Een generatief vraag-antwoordsysteem is inherent onderhevig aan fouten (hallucinaties, onnauwkeurigheden). Het is daarom belangrijk om de kwaliteit te kennen van de output om pijnpunten bloot te leggen en de kwaliteit gericht te kunnen verbeteren.
Evaluaties laten toe om een benchmark op te stellen van een eerste versie van het vraag-antwoordsysteem. De kwaliteit van nieuwere versies van het systeem kan dan vergeleken worden met deze baseline of vorige versies. Zo kan de impact van veranderingen gemeten worden, zoals het verbeteren van de retrieval component, het inzetten van een ander taalmodel of een aanpassing van de prompt.
Evaluaties kunnen helpen bij het nemen van de beslissing om het systeem al dan niet in productie te nemen. Ze kunnen het vertrouwen in het systeem vergroten door aan te tonen dat het nauwkeurig en betrouwbaar is.
De uitdagingen bij evalueren
Metrieken – In tegenstelling tot traditionele software, is de output van LLM-gebaseerde toepassingen niet deterministisch: een specifieke input kan leiden tot meerdere correcte (of foutieve) outputs. De output kan subjectief zijn. Daarom kunnen we als evaluatiecriterium niet eenvoudig “juist of fout” gebruiken en moeten we onze toevlucht nemen tot andere criteria. Vergelijk het met het evalueren van een opstel (niet deterministisch) versus het evalueren van antwoorden op meerkeuzevragen (wel deterministisch).
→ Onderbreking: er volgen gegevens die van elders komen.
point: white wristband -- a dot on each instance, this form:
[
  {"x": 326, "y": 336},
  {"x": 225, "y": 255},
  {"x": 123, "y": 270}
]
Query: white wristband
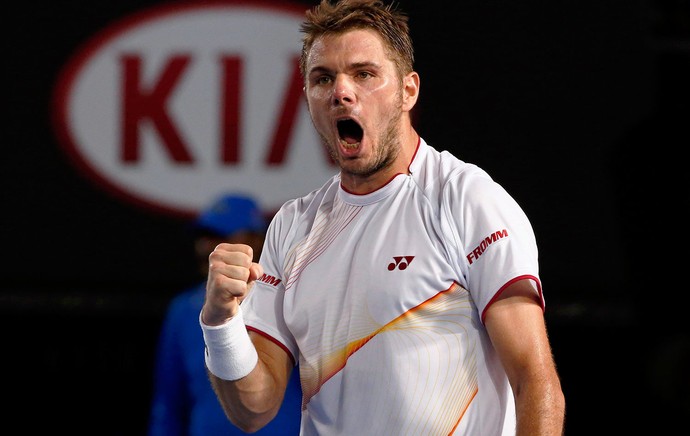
[{"x": 230, "y": 354}]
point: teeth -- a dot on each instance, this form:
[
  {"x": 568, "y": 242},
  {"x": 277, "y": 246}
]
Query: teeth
[{"x": 349, "y": 146}]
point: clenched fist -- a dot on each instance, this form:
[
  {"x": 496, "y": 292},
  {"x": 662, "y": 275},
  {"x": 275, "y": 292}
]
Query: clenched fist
[{"x": 231, "y": 275}]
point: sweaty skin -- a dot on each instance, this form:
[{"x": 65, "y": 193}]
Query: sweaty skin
[{"x": 350, "y": 76}]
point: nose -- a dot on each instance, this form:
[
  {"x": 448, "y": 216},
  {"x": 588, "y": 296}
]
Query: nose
[{"x": 343, "y": 92}]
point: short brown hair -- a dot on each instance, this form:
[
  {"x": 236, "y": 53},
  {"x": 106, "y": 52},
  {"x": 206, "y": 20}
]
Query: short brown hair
[{"x": 344, "y": 15}]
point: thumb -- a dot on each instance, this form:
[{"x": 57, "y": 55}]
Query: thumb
[{"x": 255, "y": 271}]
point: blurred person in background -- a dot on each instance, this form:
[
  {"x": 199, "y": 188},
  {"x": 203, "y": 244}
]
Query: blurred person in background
[{"x": 183, "y": 400}]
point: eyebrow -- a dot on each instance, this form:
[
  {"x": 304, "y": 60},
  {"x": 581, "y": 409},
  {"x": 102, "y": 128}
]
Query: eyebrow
[{"x": 353, "y": 66}]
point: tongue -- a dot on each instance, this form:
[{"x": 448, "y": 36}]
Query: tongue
[{"x": 350, "y": 139}]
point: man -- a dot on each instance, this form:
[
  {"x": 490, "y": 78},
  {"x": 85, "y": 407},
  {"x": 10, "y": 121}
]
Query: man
[
  {"x": 406, "y": 287},
  {"x": 183, "y": 401}
]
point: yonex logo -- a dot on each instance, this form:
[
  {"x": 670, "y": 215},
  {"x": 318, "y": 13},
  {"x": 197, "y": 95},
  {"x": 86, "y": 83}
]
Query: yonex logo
[{"x": 400, "y": 262}]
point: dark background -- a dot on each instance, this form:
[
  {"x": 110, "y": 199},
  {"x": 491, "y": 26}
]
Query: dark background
[{"x": 579, "y": 108}]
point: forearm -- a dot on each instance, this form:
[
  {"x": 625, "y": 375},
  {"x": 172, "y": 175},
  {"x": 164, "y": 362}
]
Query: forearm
[
  {"x": 247, "y": 378},
  {"x": 252, "y": 401},
  {"x": 540, "y": 408}
]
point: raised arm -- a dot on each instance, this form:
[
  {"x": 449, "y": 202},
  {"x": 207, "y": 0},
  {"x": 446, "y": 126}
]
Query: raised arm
[
  {"x": 249, "y": 373},
  {"x": 515, "y": 323}
]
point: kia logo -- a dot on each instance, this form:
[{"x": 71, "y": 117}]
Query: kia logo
[{"x": 173, "y": 105}]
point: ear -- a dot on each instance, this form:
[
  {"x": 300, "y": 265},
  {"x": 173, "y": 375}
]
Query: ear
[{"x": 410, "y": 90}]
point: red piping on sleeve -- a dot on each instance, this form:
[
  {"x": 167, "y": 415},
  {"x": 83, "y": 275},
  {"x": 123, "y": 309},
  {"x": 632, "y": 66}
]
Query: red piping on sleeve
[
  {"x": 275, "y": 341},
  {"x": 510, "y": 282}
]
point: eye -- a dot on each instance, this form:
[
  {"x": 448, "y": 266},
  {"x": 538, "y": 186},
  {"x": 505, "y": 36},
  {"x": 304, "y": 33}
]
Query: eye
[{"x": 322, "y": 80}]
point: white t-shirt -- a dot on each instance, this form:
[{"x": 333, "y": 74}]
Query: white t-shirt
[{"x": 380, "y": 298}]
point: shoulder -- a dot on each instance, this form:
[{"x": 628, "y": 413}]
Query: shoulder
[
  {"x": 443, "y": 176},
  {"x": 295, "y": 210}
]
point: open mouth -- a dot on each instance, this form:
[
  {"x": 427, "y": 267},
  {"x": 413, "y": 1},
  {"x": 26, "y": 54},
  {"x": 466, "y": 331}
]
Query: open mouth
[{"x": 350, "y": 133}]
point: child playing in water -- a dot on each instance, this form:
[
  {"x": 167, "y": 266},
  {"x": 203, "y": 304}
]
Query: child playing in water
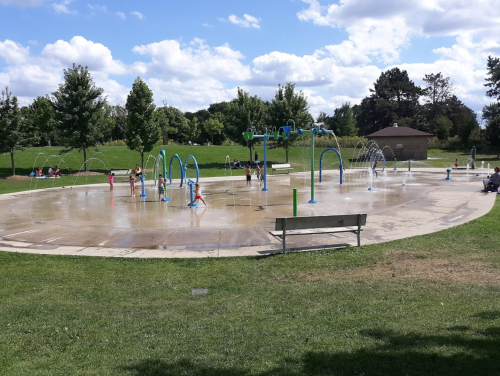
[
  {"x": 132, "y": 185},
  {"x": 161, "y": 188},
  {"x": 197, "y": 195}
]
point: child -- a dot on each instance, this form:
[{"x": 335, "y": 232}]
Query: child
[
  {"x": 132, "y": 185},
  {"x": 197, "y": 195},
  {"x": 248, "y": 173},
  {"x": 161, "y": 188}
]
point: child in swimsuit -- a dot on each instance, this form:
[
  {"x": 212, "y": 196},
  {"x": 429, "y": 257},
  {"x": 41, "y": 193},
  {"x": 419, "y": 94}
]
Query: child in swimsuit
[
  {"x": 197, "y": 195},
  {"x": 161, "y": 187},
  {"x": 132, "y": 185}
]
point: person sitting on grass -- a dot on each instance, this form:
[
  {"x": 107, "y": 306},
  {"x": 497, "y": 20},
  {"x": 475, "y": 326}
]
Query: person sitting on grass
[{"x": 492, "y": 183}]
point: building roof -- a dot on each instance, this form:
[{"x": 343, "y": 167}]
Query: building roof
[{"x": 399, "y": 132}]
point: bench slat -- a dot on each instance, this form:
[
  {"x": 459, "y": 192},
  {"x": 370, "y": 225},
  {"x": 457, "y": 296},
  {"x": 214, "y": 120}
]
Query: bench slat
[
  {"x": 322, "y": 221},
  {"x": 316, "y": 231}
]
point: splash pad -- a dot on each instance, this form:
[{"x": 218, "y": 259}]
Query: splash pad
[{"x": 90, "y": 220}]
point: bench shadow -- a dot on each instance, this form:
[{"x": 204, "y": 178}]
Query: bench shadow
[{"x": 392, "y": 354}]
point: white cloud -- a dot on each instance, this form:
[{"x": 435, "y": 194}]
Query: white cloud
[
  {"x": 102, "y": 8},
  {"x": 23, "y": 3},
  {"x": 246, "y": 21},
  {"x": 84, "y": 52},
  {"x": 170, "y": 60},
  {"x": 13, "y": 53},
  {"x": 63, "y": 7},
  {"x": 138, "y": 15}
]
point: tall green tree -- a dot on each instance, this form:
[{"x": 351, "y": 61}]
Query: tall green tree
[
  {"x": 213, "y": 126},
  {"x": 289, "y": 105},
  {"x": 143, "y": 131},
  {"x": 15, "y": 132},
  {"x": 174, "y": 125},
  {"x": 493, "y": 66},
  {"x": 394, "y": 99},
  {"x": 80, "y": 110},
  {"x": 492, "y": 133},
  {"x": 344, "y": 123},
  {"x": 41, "y": 116},
  {"x": 245, "y": 112}
]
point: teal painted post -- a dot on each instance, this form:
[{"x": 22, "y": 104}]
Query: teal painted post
[
  {"x": 312, "y": 201},
  {"x": 295, "y": 202}
]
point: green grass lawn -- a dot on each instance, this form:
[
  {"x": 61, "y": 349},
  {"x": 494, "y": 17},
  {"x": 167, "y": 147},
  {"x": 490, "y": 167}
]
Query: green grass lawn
[
  {"x": 428, "y": 305},
  {"x": 209, "y": 158}
]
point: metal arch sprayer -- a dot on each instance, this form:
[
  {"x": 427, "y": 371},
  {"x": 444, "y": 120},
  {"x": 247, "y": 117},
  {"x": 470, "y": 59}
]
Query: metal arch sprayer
[
  {"x": 313, "y": 131},
  {"x": 321, "y": 161},
  {"x": 196, "y": 166},
  {"x": 170, "y": 169}
]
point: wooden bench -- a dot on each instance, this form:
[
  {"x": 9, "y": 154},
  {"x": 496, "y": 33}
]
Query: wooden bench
[
  {"x": 281, "y": 167},
  {"x": 323, "y": 224}
]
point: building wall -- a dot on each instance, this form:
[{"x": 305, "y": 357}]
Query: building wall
[{"x": 411, "y": 147}]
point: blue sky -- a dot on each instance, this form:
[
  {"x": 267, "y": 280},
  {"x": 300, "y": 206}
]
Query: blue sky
[{"x": 196, "y": 52}]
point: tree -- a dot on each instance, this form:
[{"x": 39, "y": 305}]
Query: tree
[
  {"x": 213, "y": 126},
  {"x": 493, "y": 66},
  {"x": 80, "y": 111},
  {"x": 143, "y": 131},
  {"x": 245, "y": 112},
  {"x": 16, "y": 134},
  {"x": 289, "y": 105},
  {"x": 174, "y": 125},
  {"x": 344, "y": 122},
  {"x": 492, "y": 134},
  {"x": 394, "y": 98},
  {"x": 41, "y": 116},
  {"x": 442, "y": 127}
]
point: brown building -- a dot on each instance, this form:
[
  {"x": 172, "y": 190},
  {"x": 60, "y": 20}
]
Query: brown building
[{"x": 406, "y": 143}]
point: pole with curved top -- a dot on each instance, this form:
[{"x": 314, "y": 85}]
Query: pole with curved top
[
  {"x": 340, "y": 160},
  {"x": 164, "y": 182},
  {"x": 313, "y": 131},
  {"x": 170, "y": 169}
]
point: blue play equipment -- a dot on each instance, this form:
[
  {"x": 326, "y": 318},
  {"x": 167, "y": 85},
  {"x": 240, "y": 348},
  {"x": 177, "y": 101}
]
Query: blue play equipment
[
  {"x": 190, "y": 183},
  {"x": 170, "y": 169},
  {"x": 250, "y": 135},
  {"x": 341, "y": 167},
  {"x": 373, "y": 157},
  {"x": 195, "y": 165}
]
Schaalbaarheid – Om snel een eerste indruk te krijgen van de kwaliteit van een generatief vraag-antwoordsysteem kan je manueel enkele testen uitvoeren, bijvoorbeeld een 20-tal vragen stellen en de kwaliteit van de gegenereerde antwoorden manueel evalueren. Maar dit is moeilijk vol te houden als je op grotere schaal wil evalueren, bij een grotere testset of bij het evalueren van alle antwoorden als het systeem in productie draait. In dat geval loont het de moeite om automatische evaluaties uit te voeren. Daarbij wordt een taalmodel ingezet om een bepaald aspect te beoordelen. Er wordt gesproken van “LLM-as-judge”.
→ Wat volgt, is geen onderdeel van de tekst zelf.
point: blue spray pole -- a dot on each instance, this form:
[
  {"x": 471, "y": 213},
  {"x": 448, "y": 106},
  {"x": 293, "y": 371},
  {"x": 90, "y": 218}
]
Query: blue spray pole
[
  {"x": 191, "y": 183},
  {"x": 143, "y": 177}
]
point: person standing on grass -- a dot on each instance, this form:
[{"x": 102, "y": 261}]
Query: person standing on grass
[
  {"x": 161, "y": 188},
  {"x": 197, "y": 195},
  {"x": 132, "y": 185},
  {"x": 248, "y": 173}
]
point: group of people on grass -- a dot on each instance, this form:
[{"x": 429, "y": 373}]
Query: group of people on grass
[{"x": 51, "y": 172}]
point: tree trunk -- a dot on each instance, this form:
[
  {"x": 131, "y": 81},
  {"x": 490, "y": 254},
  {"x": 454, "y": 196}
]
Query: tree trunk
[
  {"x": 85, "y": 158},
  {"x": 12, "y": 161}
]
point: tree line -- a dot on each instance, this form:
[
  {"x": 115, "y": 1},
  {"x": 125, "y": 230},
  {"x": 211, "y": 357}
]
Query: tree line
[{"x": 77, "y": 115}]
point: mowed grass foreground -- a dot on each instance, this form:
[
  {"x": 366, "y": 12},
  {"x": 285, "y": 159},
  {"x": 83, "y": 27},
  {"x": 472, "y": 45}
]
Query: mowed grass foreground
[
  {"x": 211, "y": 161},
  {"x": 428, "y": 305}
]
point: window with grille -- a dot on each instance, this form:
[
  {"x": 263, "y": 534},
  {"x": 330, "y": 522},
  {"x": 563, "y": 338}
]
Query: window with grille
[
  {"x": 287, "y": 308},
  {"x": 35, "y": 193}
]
Kwaliteit – Het gebruik van taalmodellen voor het evalueren van de output van … taalmodellen is enigszins verrassend. Dergelijke automatische evaluaties kunnen op zich ook fouten bevatten; we moeten waakzaam zijn over de kwaliteit ervan.
Kostenefficiëntie –Het uitvoeren van automatische evaluaties op basis van taalmodellen brengt kosten met zich mee voor het gebruik van die LLM’s die typisch als API service in de cloud aangeboden worden. Als we niet opletten kan de kost voor die evaluaties fors oplopen en de kost van het afhandelen van de vragen van eindgebruikers zelfs overstijgen.
Vertrouwelijkheid – Bij het uitvoeren van evaluaties op basis van LLM’s kan vertrouwelijke informatie blootgesteld worden aan de leveranciers van cloudgebaseerde LLM diensten.
Granulariteit – Je wil niet alleen weten hoe nauwkeurig het gegenereerde antwoord is, maar je wil ook de oorzaak achterhalen van eventuele fouten of onnauwkeurigheden. Daarvoor is het nodig om gedetailleerde log traces bij te houden.
Het interpreteren van wat nu precies gemeten werd met een bepaalde metriek is uiteraard belangrijk. Hierna trachten we de meestgebruikte metrieken duidelijk toe te lichten.
Evaluatiemetrieken
Alhoewel er nog geen standaardisatie is van metrieken, duiken er toch initiatieven op die een belangrijk houvast kunnen bieden. Zo beschrijft de RAG triad van TruEra 3 metrieken die verband houden met de vraag van de eindgebruiker (query), de context opgehaald door het retrieval systeem (context) en het antwoord dat uiteindelijk gegenereerd wordt door het taalmodel (response).
- Context relevance geeft aan hoe relevant de context is voor de gestelde vraag. De context die opgehaald wordt in de retrieval stap is gebaseerd op een semantische zoekopdracht (similarity search), wat niet noodzakelijk betekent dat die context relevant is voor de gestelde vraag. Deze metriek helpt om eventuele problemen te identificeren in de retrieval stap.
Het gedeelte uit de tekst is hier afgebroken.